Teenie droht in Chat mit Amoklauf: U-Haft-Antrag

Islamistischer Hintergrund werde geprüft

Handy, Smartphone, SB Pixabay/CC0
Weil er in einem Chat mit Kanzler Kurz (ÖVP) mit einem Amoklauf gedroht haben soll, wird jetzt Untersuchungshaft gegen einen Jugendlichen beantragt. (SYMBOLBILD)

Während eines öffentlichen Live-Chats von Bundeskanzler Sebastian Kurz (ÖVP), der am vergangenen Mittwoch über Instagram abgewickelt wurde, hat ein 15-Jähriger mit einem Anschlag im Wiener Stephansdom gedroht. Nun wird die Verhängung der Untersuchungshaft beantragt, erklärt eine Sprecherin der Staatsanwaltschaft.

Wie die Wiener Landespolizeidirektion am Samstag berichtet, postete der Jugendliche, es werde am 10. April um 13.00 Uhr einen Amoklauf im Stephansdom geben. Er wurde am Freitagabend festgenommen.

Jugendlicher nach Amoklauf-Drohung festgenommen

Die Festnahme durch Cobra-Beamte erfolgte nach Ermittlungen des Bundesamts für Verfassungsschutz und Terrorismusbekämpfung (BVT) und des Wiener LVT, wobei es nicht besonders schwierig gewesen sein dürfte, auf die Spur des Burschen zu kommen, da dessen Drohung auf Screenshots festgehalten wurde. 

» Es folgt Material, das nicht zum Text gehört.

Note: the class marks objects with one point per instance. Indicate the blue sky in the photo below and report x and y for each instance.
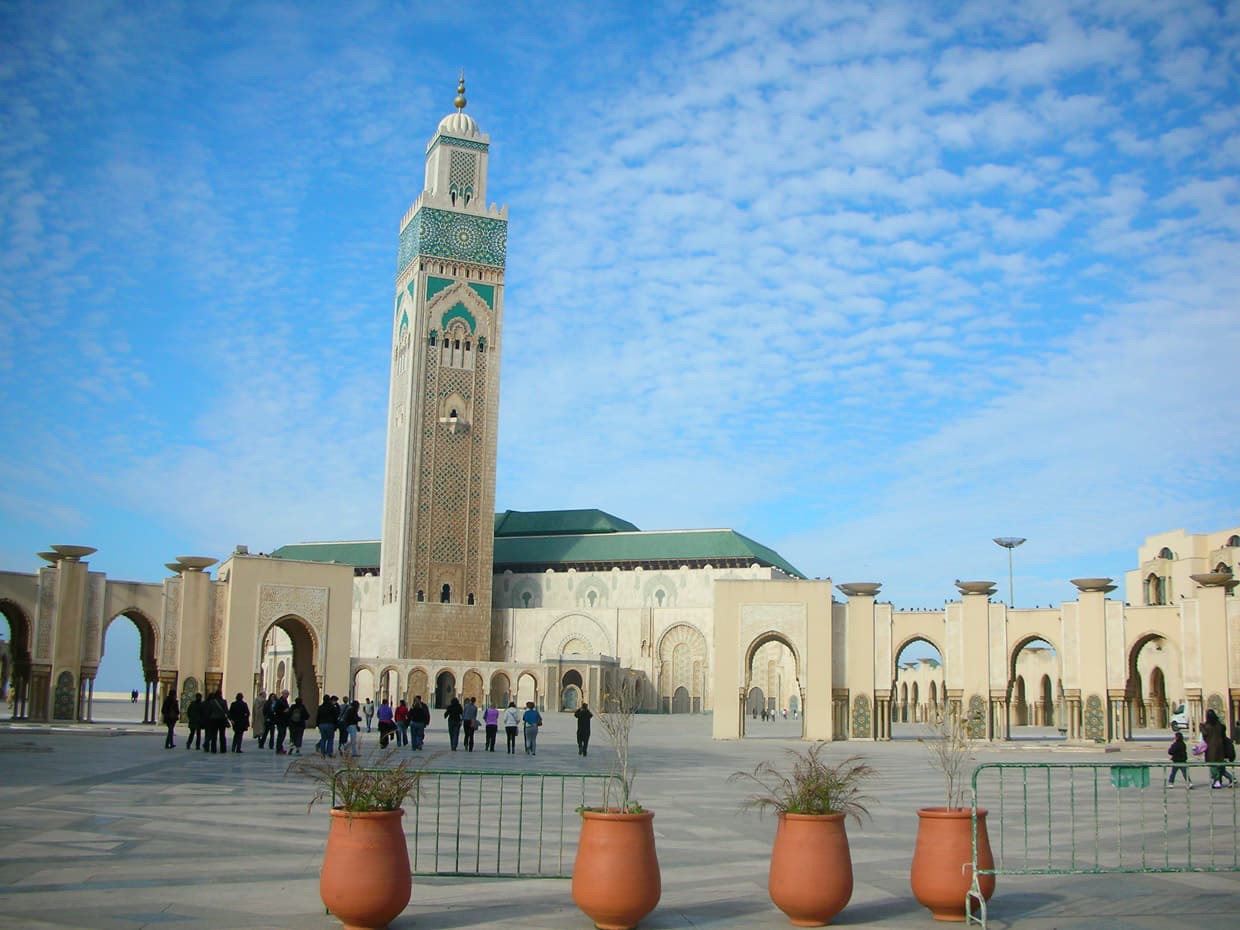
(871, 283)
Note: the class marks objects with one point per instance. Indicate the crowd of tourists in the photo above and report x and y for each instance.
(279, 724)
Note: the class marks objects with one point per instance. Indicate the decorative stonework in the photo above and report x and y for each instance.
(445, 233)
(277, 602)
(1094, 718)
(171, 621)
(46, 615)
(862, 717)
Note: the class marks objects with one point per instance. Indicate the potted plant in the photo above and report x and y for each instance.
(615, 876)
(811, 866)
(366, 811)
(943, 858)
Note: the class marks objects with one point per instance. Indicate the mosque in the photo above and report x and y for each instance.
(563, 606)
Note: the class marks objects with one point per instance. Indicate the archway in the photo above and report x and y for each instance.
(127, 672)
(290, 641)
(773, 670)
(916, 688)
(501, 690)
(445, 688)
(1033, 678)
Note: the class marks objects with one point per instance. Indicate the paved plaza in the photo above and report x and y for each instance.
(104, 828)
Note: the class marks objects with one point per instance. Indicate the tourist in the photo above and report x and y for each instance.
(194, 716)
(282, 722)
(269, 721)
(298, 718)
(258, 719)
(511, 721)
(238, 713)
(170, 713)
(1178, 753)
(532, 719)
(216, 722)
(469, 718)
(419, 718)
(402, 723)
(354, 727)
(386, 723)
(454, 714)
(491, 718)
(1215, 738)
(326, 727)
(583, 716)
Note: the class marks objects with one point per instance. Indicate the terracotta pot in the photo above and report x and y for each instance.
(811, 867)
(943, 861)
(365, 879)
(615, 876)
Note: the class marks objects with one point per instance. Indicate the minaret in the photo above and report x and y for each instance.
(443, 407)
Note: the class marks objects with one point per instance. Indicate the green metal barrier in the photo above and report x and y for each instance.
(1076, 819)
(499, 825)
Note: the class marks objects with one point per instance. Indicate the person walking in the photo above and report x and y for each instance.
(469, 719)
(194, 716)
(298, 718)
(583, 716)
(532, 719)
(326, 727)
(387, 723)
(217, 723)
(454, 713)
(170, 713)
(354, 727)
(491, 718)
(419, 718)
(238, 712)
(258, 723)
(511, 722)
(1178, 753)
(401, 717)
(1215, 737)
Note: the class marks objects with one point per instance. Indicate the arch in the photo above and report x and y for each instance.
(501, 690)
(303, 675)
(445, 688)
(419, 683)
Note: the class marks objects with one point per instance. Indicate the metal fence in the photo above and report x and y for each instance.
(1074, 819)
(500, 825)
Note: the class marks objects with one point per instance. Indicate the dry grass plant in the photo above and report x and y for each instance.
(811, 784)
(615, 716)
(356, 788)
(950, 749)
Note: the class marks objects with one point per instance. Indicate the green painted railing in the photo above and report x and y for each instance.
(1078, 819)
(500, 825)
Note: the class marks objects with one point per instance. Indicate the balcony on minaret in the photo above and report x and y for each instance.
(454, 423)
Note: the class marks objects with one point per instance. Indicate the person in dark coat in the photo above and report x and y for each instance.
(583, 716)
(194, 716)
(239, 716)
(170, 713)
(454, 714)
(1215, 737)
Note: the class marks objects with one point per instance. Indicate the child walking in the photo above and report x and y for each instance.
(1178, 754)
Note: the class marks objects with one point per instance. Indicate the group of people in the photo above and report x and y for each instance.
(340, 723)
(1213, 747)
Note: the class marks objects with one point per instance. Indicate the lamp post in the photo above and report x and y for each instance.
(1009, 542)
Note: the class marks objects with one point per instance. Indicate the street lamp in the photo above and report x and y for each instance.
(1009, 542)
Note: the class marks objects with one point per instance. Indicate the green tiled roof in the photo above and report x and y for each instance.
(558, 522)
(587, 540)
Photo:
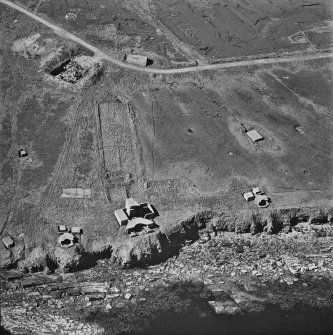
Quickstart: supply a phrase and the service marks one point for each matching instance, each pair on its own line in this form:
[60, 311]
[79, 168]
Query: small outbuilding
[254, 135]
[248, 196]
[62, 229]
[262, 200]
[137, 60]
[139, 224]
[8, 242]
[23, 153]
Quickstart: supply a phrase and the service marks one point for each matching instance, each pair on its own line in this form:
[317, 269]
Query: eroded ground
[177, 141]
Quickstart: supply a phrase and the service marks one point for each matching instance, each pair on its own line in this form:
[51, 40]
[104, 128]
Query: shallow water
[300, 320]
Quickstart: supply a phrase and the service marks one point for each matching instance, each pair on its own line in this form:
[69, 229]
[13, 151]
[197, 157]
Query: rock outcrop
[143, 249]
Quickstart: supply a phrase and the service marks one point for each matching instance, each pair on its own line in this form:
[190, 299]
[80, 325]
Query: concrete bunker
[254, 135]
[138, 60]
[69, 71]
[138, 218]
[8, 242]
[66, 240]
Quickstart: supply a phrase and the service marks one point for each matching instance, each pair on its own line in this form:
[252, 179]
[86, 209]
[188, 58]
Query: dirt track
[100, 54]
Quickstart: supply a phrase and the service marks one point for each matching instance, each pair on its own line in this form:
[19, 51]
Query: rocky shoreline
[240, 263]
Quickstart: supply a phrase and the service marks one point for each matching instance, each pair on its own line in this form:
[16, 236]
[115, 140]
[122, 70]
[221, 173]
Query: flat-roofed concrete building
[137, 60]
[121, 216]
[254, 135]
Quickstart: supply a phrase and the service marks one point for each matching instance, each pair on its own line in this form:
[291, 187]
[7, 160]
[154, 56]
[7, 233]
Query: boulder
[36, 260]
[68, 259]
[5, 256]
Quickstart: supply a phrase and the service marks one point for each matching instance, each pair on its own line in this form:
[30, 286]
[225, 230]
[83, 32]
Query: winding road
[102, 55]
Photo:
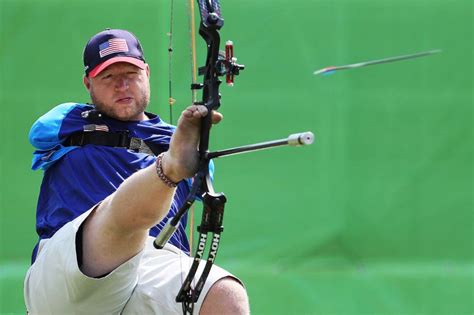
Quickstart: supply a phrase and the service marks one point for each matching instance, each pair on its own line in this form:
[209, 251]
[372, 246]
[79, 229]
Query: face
[121, 91]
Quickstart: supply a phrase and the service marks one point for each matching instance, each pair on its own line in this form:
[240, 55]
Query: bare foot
[182, 158]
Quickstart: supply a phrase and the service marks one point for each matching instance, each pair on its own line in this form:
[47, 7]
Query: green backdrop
[375, 218]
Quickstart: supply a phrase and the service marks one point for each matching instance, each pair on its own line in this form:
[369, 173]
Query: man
[105, 195]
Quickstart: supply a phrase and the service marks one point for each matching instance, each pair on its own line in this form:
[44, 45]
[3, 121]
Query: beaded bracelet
[159, 170]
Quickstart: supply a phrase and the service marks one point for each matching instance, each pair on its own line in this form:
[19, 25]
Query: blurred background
[376, 217]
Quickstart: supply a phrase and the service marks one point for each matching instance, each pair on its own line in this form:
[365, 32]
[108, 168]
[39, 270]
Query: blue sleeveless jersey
[76, 178]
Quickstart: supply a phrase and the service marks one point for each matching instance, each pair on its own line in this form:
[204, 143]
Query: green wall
[375, 218]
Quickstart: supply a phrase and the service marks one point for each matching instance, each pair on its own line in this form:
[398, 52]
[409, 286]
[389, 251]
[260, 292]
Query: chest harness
[97, 133]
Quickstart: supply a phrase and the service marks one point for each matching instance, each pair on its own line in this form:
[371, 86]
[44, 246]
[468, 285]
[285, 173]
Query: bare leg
[226, 296]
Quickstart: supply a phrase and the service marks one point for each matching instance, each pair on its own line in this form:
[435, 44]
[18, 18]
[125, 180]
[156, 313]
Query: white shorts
[146, 284]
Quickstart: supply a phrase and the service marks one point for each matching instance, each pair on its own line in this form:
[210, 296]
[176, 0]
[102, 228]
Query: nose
[121, 83]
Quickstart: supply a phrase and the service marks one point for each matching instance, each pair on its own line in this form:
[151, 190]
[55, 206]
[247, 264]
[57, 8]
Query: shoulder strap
[119, 139]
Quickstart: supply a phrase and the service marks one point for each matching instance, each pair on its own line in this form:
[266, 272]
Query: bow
[218, 64]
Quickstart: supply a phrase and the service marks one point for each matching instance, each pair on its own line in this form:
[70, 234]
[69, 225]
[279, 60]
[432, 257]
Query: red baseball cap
[111, 46]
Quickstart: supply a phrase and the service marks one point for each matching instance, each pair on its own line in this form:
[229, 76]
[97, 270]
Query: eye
[106, 76]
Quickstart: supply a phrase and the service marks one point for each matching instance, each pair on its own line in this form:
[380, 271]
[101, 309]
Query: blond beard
[142, 103]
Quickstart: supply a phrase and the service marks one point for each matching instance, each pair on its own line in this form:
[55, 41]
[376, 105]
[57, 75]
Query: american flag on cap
[112, 46]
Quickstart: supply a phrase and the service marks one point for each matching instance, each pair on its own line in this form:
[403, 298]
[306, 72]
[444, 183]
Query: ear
[86, 82]
[147, 70]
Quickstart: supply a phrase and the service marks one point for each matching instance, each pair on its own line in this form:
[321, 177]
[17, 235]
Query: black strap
[119, 139]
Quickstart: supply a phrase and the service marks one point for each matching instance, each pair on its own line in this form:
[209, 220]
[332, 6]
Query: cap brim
[134, 61]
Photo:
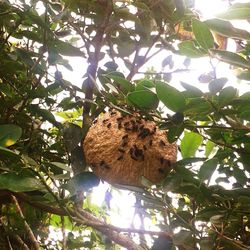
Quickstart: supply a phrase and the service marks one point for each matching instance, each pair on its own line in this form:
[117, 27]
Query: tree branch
[26, 225]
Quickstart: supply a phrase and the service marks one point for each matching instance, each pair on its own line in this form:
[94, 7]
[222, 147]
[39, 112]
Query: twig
[26, 225]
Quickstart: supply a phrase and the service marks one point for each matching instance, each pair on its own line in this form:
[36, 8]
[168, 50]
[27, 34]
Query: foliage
[44, 179]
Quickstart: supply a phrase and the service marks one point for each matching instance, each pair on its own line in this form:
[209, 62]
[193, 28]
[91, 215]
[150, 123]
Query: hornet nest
[123, 148]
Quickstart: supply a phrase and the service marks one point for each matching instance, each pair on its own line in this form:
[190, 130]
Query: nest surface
[121, 149]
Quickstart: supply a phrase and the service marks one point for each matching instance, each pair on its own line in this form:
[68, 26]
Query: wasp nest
[123, 148]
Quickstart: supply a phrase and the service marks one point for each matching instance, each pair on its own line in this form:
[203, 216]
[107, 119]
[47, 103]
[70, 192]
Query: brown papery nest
[121, 149]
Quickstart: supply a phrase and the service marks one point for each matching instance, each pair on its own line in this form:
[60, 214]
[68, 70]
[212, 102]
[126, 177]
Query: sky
[122, 204]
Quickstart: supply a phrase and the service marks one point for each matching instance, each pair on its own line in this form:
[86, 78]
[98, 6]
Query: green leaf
[174, 133]
[72, 135]
[191, 90]
[44, 113]
[244, 75]
[202, 34]
[19, 183]
[82, 182]
[61, 166]
[245, 115]
[238, 11]
[9, 134]
[144, 99]
[9, 154]
[209, 148]
[65, 48]
[217, 85]
[170, 96]
[227, 95]
[225, 28]
[184, 238]
[189, 49]
[207, 169]
[190, 143]
[231, 58]
[125, 84]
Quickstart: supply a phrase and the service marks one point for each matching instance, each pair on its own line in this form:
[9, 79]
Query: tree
[41, 159]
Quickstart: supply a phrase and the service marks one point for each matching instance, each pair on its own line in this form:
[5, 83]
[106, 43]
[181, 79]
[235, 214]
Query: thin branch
[26, 225]
[146, 58]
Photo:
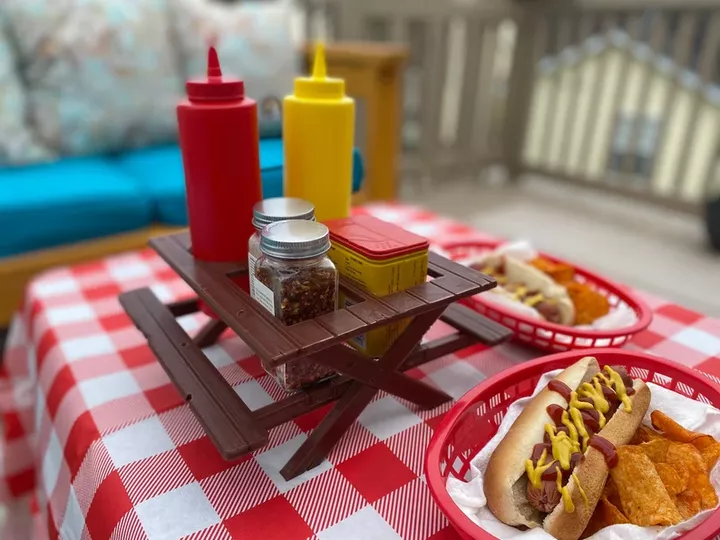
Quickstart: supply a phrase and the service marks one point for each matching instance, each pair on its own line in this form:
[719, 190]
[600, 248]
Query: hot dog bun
[521, 272]
[505, 482]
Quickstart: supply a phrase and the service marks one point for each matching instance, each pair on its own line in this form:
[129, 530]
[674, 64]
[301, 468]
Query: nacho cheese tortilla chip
[643, 497]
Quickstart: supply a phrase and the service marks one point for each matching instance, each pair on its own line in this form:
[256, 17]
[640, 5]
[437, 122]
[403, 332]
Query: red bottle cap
[215, 87]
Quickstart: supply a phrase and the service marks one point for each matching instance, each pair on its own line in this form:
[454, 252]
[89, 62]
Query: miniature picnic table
[236, 430]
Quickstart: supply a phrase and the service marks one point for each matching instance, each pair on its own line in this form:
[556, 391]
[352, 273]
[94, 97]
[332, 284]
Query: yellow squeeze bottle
[318, 129]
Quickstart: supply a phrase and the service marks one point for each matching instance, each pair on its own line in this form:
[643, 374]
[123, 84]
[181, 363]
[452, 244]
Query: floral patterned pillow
[18, 145]
[101, 75]
[254, 42]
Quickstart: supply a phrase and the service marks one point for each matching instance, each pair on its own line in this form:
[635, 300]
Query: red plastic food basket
[474, 420]
[549, 336]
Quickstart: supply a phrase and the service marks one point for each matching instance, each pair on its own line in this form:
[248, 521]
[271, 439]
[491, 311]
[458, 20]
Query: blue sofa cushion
[159, 173]
[47, 205]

Islamistischer Hintergrund wird geprüft

Der 15-Jährige war bisher nicht polizeibekannt. Ein möglicher islamistischer Hintergrund werde geprüft, meinte Polizeisprecher Marco Jammer gegenüber der APA.

15-Jähriger gesteht Posting in Kurz-Chat

Nachdem die Handschellen geklickt hatten, gab der 15-Jährige zu, das Posting verfasst zu haben. "Er hat gesagt, dass er zu keinem Zeitpunkt die Absicht hatte, die Drohung umzusetzen", sagte Jammer. Es habe sich "um einen Spaß" gehandelt, so die Verantwortung des 15-Jährigen. Ihm wären die Konsequenzen seines Tuns nicht bewusst gewesen.

U-Haft beantragt

Der Verdächtige befindet sich in Haft und wurde bereits in eine Justizanstalt gebracht. Das Landeskriminalamt Wien hat die weiteren Ermittlungen übernommen, wobei laut Polizei vorerst von einer gefährlichen Drohung (Paragraf 107 StGB) ausgegangen wird. Wie die Sprecherin der Staatsanwaltschaft Wien, Nina Bussek, auf APA-Anfrage erklärte, wird die Anklagebehörde beim Landesgericht die Verhängung der U-Haft beantragen.